North Korea has exceeded all expectations at the Games and, with just a handful of events remaining, lies seventh in the medals table with 11 golds.
But the North Korean officials made it clear that the Games were not the main focus.
"We have come here in the hope that this opportunity will provide a chance for the North and the South to strengthen their relations," Kim Yang-Gon said.
The two Koreas have remained technically at war since the end of the 1950-53 Korean conflict, and recent months have seen one of the regular spikes in cross-border tensions.
Infuriated by South Korea-US joint military exercises, the North carried out an extended series of rocket and missile launches into the Sea of Japan (East Sea).

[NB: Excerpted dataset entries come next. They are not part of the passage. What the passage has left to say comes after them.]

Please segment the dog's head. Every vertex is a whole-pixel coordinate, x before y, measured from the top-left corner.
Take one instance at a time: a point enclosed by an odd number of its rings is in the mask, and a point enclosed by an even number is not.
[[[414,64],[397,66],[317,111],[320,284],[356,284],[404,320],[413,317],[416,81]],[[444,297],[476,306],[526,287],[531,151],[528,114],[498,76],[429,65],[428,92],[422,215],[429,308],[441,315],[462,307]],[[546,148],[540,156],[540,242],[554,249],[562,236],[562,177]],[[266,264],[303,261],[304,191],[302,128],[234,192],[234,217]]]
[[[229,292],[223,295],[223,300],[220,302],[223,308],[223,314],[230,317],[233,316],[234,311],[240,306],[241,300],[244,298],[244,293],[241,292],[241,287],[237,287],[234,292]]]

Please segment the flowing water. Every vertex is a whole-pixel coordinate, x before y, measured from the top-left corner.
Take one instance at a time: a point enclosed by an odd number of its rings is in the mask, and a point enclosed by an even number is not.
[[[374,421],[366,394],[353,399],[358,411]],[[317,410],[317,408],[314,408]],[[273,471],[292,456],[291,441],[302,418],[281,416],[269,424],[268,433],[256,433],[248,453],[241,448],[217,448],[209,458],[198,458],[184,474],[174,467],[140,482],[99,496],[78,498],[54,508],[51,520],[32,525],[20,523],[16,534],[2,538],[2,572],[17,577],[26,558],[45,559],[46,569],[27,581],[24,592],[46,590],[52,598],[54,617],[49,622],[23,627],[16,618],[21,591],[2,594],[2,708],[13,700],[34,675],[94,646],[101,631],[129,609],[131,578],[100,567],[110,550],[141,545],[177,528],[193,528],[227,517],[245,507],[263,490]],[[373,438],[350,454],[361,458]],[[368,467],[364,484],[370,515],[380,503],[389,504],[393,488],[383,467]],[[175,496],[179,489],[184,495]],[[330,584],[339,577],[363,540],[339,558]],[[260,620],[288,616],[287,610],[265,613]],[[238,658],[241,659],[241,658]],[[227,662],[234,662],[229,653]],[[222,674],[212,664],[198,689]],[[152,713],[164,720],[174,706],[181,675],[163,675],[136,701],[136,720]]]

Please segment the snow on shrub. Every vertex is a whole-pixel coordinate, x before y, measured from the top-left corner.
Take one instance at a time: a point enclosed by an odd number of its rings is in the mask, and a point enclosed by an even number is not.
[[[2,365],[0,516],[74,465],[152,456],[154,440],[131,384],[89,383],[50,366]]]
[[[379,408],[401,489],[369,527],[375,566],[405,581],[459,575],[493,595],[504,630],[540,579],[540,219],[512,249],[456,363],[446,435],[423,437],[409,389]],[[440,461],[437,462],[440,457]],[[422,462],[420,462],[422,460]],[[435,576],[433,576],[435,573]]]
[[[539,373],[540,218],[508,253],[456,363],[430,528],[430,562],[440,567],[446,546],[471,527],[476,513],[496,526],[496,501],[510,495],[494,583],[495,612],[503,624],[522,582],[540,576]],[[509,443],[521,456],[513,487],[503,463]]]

TV footage of Saturday's talks showed Hwang, who holds the rank of vice marshal in the Korean People's Army, dressed in military uniform, while Choe and Kim both wore dark suits.
- A crucial opportunity -
South Korean National Security Adviser Kim Kwan-Jim, who just months ago Pyongyang was describing as a "confrontation maniac", said the visit offered an important opportunity.
"As we have here people with very special positions in the North, we should make efforts to push relations forward," Kim said.
As ties with its most important ally China have cooled, North Korea has gone on something of a diplomatic offensive of late, even sending its foreign minister to the UN General Assembly for the first time since 1999.
North Korea wants a resumption of six-party talks on its nuclear programme, but the United States and South Korea insist it must first make a tangible commitment to abandoning nuclear weapons.
Before watching the Asiad closing ceremony in the evening, the three officials met briefly with South Korea's prime minister Chung Hong-Won at the main Games stadium.
Later they returned to Incheon airport for the flight back to Pyongyang.